While opposition parties back the xenophobic agenda of March and March to capture votes from the ANC, the ANC refuses to be tough on anti-immigrant violence for fear of losing those very votes.

All is not lost, however, in the fight against xenophobia in South Africa because of its vibrant civil society. Julius Malema’s Economic Freedom Fighters (EFF) is implacably opposed to the wave of xenophobia sweeping across the country.

There are also a large number of civil society groups actively campaigning against the phenomenon. Chief among them is the newly formed United Front, Siyafana Sonke Action Campaign (2026), of over 160 organisations.

Reports of their activities include the writing of open letters to Ramaphosa, publicly condemning what they describe as ‘pogroms and forced removals’ and demanding the arrest of vigilante ringleaders.

The campaign has called for the cancellation of the 30 June demonstrations and demanded an urgent meeting with the president.

Another organisation, Lawyers for Human Rights (2026), works on injunctions to prevent vigilante groups from blocking foreigners from accessing hospitals and schools.

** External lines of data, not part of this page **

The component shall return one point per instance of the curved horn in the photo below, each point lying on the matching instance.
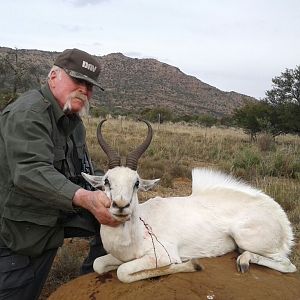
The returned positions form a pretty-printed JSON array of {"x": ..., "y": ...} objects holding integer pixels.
[
  {"x": 133, "y": 157},
  {"x": 114, "y": 159}
]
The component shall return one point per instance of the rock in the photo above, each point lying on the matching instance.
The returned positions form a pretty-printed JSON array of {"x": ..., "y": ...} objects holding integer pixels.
[{"x": 218, "y": 281}]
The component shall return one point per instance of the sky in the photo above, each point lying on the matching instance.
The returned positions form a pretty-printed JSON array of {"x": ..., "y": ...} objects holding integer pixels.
[{"x": 234, "y": 45}]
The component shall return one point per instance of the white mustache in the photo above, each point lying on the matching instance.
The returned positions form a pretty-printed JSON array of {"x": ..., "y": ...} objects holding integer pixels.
[{"x": 76, "y": 95}]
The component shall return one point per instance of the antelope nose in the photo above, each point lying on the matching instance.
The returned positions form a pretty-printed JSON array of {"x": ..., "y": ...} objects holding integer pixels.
[{"x": 120, "y": 206}]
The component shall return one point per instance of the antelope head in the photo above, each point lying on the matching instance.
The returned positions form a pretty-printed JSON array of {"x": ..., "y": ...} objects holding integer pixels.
[{"x": 121, "y": 183}]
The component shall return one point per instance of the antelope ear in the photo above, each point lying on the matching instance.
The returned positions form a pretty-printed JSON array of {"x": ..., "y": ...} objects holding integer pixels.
[
  {"x": 94, "y": 181},
  {"x": 146, "y": 185}
]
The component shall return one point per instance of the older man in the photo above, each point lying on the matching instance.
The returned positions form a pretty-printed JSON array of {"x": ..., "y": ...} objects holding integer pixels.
[{"x": 42, "y": 195}]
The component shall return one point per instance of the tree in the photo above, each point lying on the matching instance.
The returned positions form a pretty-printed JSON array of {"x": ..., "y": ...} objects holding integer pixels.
[
  {"x": 284, "y": 97},
  {"x": 258, "y": 117},
  {"x": 285, "y": 88}
]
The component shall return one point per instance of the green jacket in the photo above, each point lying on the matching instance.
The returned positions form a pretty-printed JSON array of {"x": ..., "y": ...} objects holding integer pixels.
[{"x": 36, "y": 160}]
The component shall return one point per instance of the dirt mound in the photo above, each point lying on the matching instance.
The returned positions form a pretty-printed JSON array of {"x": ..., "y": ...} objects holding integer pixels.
[{"x": 219, "y": 281}]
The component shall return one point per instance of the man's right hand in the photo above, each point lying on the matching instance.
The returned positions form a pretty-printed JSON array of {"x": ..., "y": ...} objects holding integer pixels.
[{"x": 97, "y": 203}]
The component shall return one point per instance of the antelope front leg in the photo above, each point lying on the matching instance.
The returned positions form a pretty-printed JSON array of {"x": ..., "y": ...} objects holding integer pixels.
[
  {"x": 142, "y": 268},
  {"x": 106, "y": 263}
]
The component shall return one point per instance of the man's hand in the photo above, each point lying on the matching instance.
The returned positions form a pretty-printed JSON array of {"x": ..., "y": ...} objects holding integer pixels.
[{"x": 97, "y": 203}]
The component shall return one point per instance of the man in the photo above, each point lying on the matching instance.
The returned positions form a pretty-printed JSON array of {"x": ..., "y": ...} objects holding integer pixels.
[{"x": 42, "y": 195}]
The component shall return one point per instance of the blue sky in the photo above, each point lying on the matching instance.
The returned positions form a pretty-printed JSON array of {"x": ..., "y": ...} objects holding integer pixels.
[{"x": 233, "y": 45}]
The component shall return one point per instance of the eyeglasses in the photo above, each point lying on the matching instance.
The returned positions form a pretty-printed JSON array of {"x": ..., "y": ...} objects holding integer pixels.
[{"x": 80, "y": 81}]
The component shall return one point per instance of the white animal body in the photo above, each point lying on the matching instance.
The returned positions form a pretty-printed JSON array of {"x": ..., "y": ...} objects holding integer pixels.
[{"x": 169, "y": 235}]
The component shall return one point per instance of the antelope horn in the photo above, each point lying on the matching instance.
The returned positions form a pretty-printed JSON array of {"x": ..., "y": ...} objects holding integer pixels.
[
  {"x": 114, "y": 159},
  {"x": 133, "y": 157}
]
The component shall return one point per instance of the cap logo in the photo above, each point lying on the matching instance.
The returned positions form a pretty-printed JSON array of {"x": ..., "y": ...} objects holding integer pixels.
[{"x": 88, "y": 66}]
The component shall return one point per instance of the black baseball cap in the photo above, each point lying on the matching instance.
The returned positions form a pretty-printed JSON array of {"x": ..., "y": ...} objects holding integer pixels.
[{"x": 79, "y": 64}]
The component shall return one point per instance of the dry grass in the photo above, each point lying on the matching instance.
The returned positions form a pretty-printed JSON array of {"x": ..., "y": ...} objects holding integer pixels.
[{"x": 273, "y": 167}]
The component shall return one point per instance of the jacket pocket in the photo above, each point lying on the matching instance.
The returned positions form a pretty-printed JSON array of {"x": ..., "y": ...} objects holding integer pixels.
[
  {"x": 15, "y": 270},
  {"x": 30, "y": 233},
  {"x": 59, "y": 157}
]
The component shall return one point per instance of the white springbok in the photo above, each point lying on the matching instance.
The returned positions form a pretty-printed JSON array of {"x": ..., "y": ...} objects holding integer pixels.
[{"x": 169, "y": 235}]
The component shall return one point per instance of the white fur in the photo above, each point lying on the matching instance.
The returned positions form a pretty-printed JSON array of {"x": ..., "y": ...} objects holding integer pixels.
[{"x": 221, "y": 215}]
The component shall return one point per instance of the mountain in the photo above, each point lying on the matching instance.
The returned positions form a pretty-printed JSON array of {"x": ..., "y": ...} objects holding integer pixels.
[{"x": 132, "y": 84}]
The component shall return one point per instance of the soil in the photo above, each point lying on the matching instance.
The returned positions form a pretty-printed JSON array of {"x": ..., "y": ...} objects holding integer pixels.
[{"x": 218, "y": 281}]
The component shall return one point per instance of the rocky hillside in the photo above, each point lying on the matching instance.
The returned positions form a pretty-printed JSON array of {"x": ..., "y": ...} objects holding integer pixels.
[{"x": 132, "y": 84}]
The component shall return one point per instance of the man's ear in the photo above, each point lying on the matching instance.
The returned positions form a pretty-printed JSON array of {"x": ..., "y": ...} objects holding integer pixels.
[
  {"x": 94, "y": 181},
  {"x": 146, "y": 185}
]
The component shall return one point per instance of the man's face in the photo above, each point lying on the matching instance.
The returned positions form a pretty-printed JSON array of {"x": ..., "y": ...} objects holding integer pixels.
[{"x": 72, "y": 94}]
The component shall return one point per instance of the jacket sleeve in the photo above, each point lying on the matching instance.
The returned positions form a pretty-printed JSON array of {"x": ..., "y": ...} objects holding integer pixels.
[{"x": 29, "y": 149}]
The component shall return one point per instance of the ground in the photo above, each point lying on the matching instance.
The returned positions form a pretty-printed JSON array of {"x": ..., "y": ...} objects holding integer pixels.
[{"x": 218, "y": 281}]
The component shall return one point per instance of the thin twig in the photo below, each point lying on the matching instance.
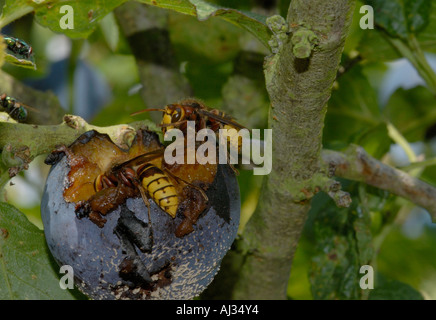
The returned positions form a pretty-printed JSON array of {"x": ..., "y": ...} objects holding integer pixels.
[{"x": 355, "y": 164}]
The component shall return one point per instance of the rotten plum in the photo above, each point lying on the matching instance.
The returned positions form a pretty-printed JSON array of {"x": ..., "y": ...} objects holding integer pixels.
[{"x": 134, "y": 254}]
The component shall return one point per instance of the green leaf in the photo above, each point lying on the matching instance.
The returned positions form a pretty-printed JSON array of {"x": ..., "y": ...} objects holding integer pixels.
[
  {"x": 412, "y": 112},
  {"x": 388, "y": 289},
  {"x": 417, "y": 13},
  {"x": 254, "y": 23},
  {"x": 352, "y": 110},
  {"x": 374, "y": 47},
  {"x": 401, "y": 17},
  {"x": 110, "y": 30},
  {"x": 26, "y": 267},
  {"x": 86, "y": 14},
  {"x": 343, "y": 244}
]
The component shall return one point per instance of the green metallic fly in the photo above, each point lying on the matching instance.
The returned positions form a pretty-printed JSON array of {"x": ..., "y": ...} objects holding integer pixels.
[
  {"x": 15, "y": 109},
  {"x": 18, "y": 47},
  {"x": 18, "y": 52}
]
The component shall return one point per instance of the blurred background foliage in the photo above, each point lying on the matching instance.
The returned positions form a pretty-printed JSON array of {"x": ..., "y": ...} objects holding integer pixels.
[{"x": 97, "y": 78}]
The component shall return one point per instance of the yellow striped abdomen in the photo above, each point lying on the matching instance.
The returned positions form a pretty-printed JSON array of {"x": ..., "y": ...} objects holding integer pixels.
[{"x": 159, "y": 188}]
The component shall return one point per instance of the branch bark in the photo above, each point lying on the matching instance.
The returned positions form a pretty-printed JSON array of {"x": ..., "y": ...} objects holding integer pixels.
[
  {"x": 356, "y": 164},
  {"x": 299, "y": 90}
]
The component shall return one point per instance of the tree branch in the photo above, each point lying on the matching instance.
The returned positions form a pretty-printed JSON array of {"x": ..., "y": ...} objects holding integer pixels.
[
  {"x": 299, "y": 90},
  {"x": 356, "y": 164}
]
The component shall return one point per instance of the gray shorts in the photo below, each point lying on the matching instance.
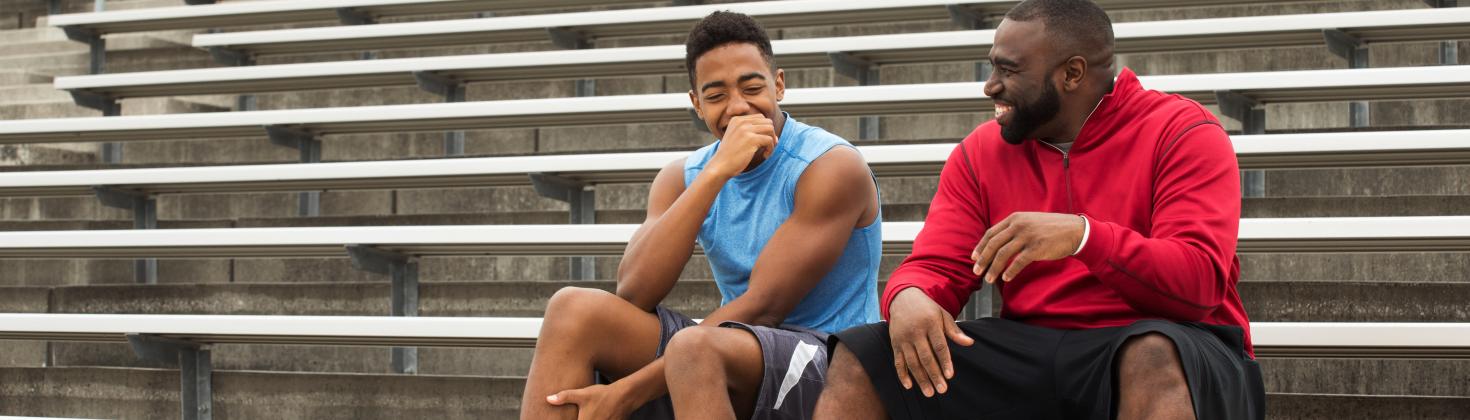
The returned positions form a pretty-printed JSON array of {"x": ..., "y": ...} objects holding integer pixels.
[{"x": 796, "y": 361}]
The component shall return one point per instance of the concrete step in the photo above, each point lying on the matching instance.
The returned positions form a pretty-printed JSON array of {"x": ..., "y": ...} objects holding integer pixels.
[
  {"x": 22, "y": 78},
  {"x": 1325, "y": 407},
  {"x": 153, "y": 394},
  {"x": 33, "y": 94},
  {"x": 94, "y": 392}
]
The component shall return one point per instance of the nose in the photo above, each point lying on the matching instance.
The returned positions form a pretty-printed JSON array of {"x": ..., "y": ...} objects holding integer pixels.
[
  {"x": 992, "y": 85},
  {"x": 738, "y": 106}
]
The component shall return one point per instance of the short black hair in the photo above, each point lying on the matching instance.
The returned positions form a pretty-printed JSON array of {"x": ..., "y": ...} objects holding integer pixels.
[
  {"x": 721, "y": 28},
  {"x": 1081, "y": 25}
]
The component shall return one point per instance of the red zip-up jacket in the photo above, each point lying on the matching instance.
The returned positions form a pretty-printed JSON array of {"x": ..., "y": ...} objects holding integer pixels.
[{"x": 1157, "y": 181}]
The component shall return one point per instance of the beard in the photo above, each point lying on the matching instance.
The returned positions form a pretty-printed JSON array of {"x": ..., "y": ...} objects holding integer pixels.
[{"x": 1026, "y": 118}]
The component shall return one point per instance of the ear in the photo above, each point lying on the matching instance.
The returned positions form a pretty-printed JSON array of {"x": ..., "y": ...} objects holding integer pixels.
[
  {"x": 694, "y": 102},
  {"x": 781, "y": 84},
  {"x": 1075, "y": 71}
]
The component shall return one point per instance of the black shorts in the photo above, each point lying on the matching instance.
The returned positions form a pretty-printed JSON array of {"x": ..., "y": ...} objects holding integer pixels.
[
  {"x": 796, "y": 361},
  {"x": 1016, "y": 370}
]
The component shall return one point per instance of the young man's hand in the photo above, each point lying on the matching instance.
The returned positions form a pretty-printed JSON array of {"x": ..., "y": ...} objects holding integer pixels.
[
  {"x": 594, "y": 403},
  {"x": 1023, "y": 238},
  {"x": 919, "y": 331},
  {"x": 744, "y": 137}
]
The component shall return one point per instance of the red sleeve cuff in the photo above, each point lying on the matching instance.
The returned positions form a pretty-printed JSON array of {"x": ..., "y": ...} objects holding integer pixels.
[{"x": 1098, "y": 247}]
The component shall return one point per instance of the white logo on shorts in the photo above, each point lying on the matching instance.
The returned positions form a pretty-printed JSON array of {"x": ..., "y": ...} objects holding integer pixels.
[{"x": 800, "y": 359}]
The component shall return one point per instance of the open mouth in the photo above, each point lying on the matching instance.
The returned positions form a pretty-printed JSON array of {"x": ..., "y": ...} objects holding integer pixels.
[{"x": 1001, "y": 109}]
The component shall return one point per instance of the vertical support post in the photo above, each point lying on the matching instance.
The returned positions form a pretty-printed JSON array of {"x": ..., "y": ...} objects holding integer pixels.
[
  {"x": 110, "y": 151},
  {"x": 403, "y": 270},
  {"x": 1448, "y": 50},
  {"x": 309, "y": 201},
  {"x": 1253, "y": 121},
  {"x": 866, "y": 74},
  {"x": 144, "y": 216},
  {"x": 582, "y": 198},
  {"x": 453, "y": 91},
  {"x": 196, "y": 370},
  {"x": 1356, "y": 52}
]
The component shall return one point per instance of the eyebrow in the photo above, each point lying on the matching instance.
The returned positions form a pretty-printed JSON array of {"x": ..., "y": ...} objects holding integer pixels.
[{"x": 741, "y": 80}]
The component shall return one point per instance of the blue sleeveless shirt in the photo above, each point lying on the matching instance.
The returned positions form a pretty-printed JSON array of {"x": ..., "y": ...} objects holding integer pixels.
[{"x": 753, "y": 204}]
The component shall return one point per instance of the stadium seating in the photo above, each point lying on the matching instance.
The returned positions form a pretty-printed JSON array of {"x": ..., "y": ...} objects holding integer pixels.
[
  {"x": 1135, "y": 37},
  {"x": 1273, "y": 87},
  {"x": 1354, "y": 260}
]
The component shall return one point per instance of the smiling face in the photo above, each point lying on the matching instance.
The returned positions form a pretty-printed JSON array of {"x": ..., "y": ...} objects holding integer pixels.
[
  {"x": 735, "y": 80},
  {"x": 1023, "y": 82}
]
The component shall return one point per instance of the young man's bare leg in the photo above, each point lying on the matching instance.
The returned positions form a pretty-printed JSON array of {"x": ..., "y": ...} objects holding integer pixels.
[
  {"x": 585, "y": 329},
  {"x": 848, "y": 391},
  {"x": 1151, "y": 381},
  {"x": 713, "y": 372}
]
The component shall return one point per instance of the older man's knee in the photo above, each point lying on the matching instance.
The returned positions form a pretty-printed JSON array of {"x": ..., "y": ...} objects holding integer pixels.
[{"x": 1150, "y": 360}]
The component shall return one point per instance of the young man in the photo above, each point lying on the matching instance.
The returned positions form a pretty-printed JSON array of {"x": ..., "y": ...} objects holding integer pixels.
[
  {"x": 1106, "y": 213},
  {"x": 787, "y": 215}
]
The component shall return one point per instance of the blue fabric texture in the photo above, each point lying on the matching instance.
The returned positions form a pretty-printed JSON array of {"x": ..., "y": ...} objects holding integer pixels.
[{"x": 753, "y": 204}]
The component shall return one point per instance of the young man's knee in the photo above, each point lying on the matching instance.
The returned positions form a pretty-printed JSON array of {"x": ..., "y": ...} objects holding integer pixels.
[
  {"x": 1147, "y": 356},
  {"x": 572, "y": 307},
  {"x": 694, "y": 347},
  {"x": 845, "y": 367}
]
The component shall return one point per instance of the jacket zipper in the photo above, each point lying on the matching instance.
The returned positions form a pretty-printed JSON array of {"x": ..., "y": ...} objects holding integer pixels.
[{"x": 1066, "y": 172}]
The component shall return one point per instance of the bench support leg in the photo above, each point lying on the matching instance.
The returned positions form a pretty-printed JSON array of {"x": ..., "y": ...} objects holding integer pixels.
[
  {"x": 1253, "y": 121},
  {"x": 309, "y": 201},
  {"x": 582, "y": 198},
  {"x": 1356, "y": 52},
  {"x": 453, "y": 91},
  {"x": 866, "y": 74},
  {"x": 144, "y": 216},
  {"x": 196, "y": 370},
  {"x": 404, "y": 292}
]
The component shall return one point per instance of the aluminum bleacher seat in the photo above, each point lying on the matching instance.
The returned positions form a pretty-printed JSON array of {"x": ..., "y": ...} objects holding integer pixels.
[
  {"x": 1254, "y": 151},
  {"x": 571, "y": 30},
  {"x": 1270, "y": 338},
  {"x": 1253, "y": 87},
  {"x": 277, "y": 12}
]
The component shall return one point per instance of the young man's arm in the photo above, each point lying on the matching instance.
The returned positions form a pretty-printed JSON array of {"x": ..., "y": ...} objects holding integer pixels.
[
  {"x": 832, "y": 197},
  {"x": 663, "y": 243}
]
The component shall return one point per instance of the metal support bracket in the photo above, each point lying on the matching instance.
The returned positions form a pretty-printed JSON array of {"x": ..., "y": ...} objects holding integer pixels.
[
  {"x": 99, "y": 102},
  {"x": 196, "y": 370},
  {"x": 697, "y": 121},
  {"x": 309, "y": 203},
  {"x": 144, "y": 216},
  {"x": 1244, "y": 109},
  {"x": 231, "y": 58},
  {"x": 568, "y": 38},
  {"x": 453, "y": 91},
  {"x": 353, "y": 16},
  {"x": 94, "y": 41},
  {"x": 1356, "y": 52},
  {"x": 403, "y": 269},
  {"x": 866, "y": 74},
  {"x": 1253, "y": 121},
  {"x": 582, "y": 198},
  {"x": 965, "y": 16}
]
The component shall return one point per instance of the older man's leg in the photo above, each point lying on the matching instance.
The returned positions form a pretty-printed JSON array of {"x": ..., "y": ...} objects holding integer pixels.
[{"x": 1151, "y": 381}]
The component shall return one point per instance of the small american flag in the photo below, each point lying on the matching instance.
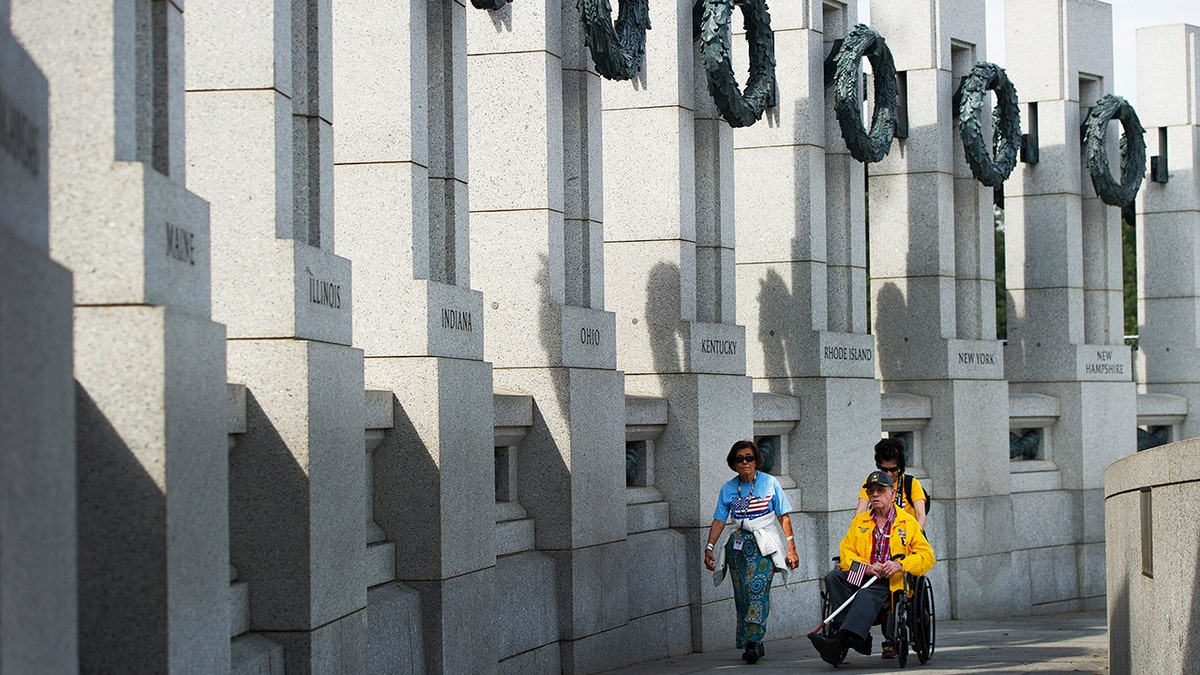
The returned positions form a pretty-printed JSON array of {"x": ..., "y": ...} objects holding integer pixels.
[{"x": 857, "y": 571}]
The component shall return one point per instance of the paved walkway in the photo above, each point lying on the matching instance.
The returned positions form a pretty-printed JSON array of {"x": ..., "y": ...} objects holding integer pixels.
[{"x": 1062, "y": 643}]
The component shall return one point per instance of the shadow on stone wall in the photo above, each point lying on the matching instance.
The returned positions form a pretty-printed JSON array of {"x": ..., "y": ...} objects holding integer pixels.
[
  {"x": 121, "y": 524},
  {"x": 664, "y": 311},
  {"x": 269, "y": 545}
]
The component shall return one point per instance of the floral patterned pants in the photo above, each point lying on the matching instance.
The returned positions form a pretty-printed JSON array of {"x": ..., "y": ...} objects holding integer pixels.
[{"x": 750, "y": 573}]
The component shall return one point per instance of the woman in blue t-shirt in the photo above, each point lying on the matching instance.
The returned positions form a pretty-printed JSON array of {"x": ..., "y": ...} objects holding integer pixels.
[{"x": 757, "y": 507}]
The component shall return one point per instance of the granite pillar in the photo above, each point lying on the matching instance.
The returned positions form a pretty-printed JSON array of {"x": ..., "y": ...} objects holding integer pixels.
[
  {"x": 37, "y": 483},
  {"x": 1065, "y": 292},
  {"x": 259, "y": 133},
  {"x": 538, "y": 256},
  {"x": 401, "y": 202},
  {"x": 802, "y": 266},
  {"x": 1168, "y": 215},
  {"x": 670, "y": 275},
  {"x": 933, "y": 276},
  {"x": 153, "y": 545}
]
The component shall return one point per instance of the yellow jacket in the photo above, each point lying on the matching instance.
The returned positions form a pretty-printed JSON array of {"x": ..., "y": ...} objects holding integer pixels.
[{"x": 906, "y": 538}]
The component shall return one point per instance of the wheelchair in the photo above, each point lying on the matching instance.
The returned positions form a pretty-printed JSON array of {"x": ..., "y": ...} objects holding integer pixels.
[{"x": 910, "y": 620}]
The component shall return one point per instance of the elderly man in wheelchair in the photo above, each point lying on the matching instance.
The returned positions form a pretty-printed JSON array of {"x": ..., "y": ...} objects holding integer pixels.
[{"x": 883, "y": 557}]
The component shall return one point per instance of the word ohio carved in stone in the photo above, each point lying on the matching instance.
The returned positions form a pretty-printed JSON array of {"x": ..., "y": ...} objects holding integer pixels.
[
  {"x": 617, "y": 51},
  {"x": 990, "y": 169},
  {"x": 863, "y": 145},
  {"x": 737, "y": 107},
  {"x": 1133, "y": 150},
  {"x": 490, "y": 4}
]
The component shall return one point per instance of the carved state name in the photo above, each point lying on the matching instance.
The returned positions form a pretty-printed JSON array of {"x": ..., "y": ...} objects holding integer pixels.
[
  {"x": 847, "y": 353},
  {"x": 719, "y": 346},
  {"x": 19, "y": 135},
  {"x": 180, "y": 244},
  {"x": 1104, "y": 368},
  {"x": 456, "y": 320},
  {"x": 324, "y": 293}
]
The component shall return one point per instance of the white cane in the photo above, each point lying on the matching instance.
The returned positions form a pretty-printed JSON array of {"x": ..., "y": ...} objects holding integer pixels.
[{"x": 844, "y": 605}]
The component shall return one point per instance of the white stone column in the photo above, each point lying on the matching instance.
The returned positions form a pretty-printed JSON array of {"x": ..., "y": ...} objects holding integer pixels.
[
  {"x": 401, "y": 207},
  {"x": 802, "y": 288},
  {"x": 1168, "y": 217},
  {"x": 37, "y": 476},
  {"x": 149, "y": 364},
  {"x": 259, "y": 112},
  {"x": 670, "y": 276},
  {"x": 934, "y": 306},
  {"x": 538, "y": 256},
  {"x": 1065, "y": 312}
]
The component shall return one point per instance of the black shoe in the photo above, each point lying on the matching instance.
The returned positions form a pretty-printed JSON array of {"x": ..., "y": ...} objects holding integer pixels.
[
  {"x": 862, "y": 645},
  {"x": 829, "y": 649}
]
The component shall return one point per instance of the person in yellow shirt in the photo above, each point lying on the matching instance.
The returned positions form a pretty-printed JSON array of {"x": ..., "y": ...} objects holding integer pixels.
[
  {"x": 885, "y": 542},
  {"x": 889, "y": 459}
]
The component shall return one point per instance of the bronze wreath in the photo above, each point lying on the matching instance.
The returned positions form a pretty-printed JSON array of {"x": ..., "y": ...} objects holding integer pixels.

It has described the government’s policy of forcing documented refugees into “verification processes” while vigilantes watch as a form of unlawful profiling.

And ACT Ubumbano propagates the view that poor South Africans should aim their anger at government corruption, not fellow Africans. Even an indigenous community group, the Tsonga-speaking people, has joined the protests against xenophobia because the anti-immigrant groups have included them among the immigrant population to be harassed (Ground Up, 2026).

It seems, however, that xenophobic prejudice against African immigrants runs deep. This suggests that the ANC government has done a poor job of educating Black South Africans about Africa’s stellar contributions to the struggle to dismantle apartheid.

Mbeki notes in his lecture that Guinea under Sékou Touré taught its school children at all levels of its education system the evils of apartheid and the pan-African resistance against it.

South Africa can begin to repair its damaged reputation with the rest of Africa by teaching the social history of Africa’s contributions to the liberation of South Africa across its schools and tertiary institutions.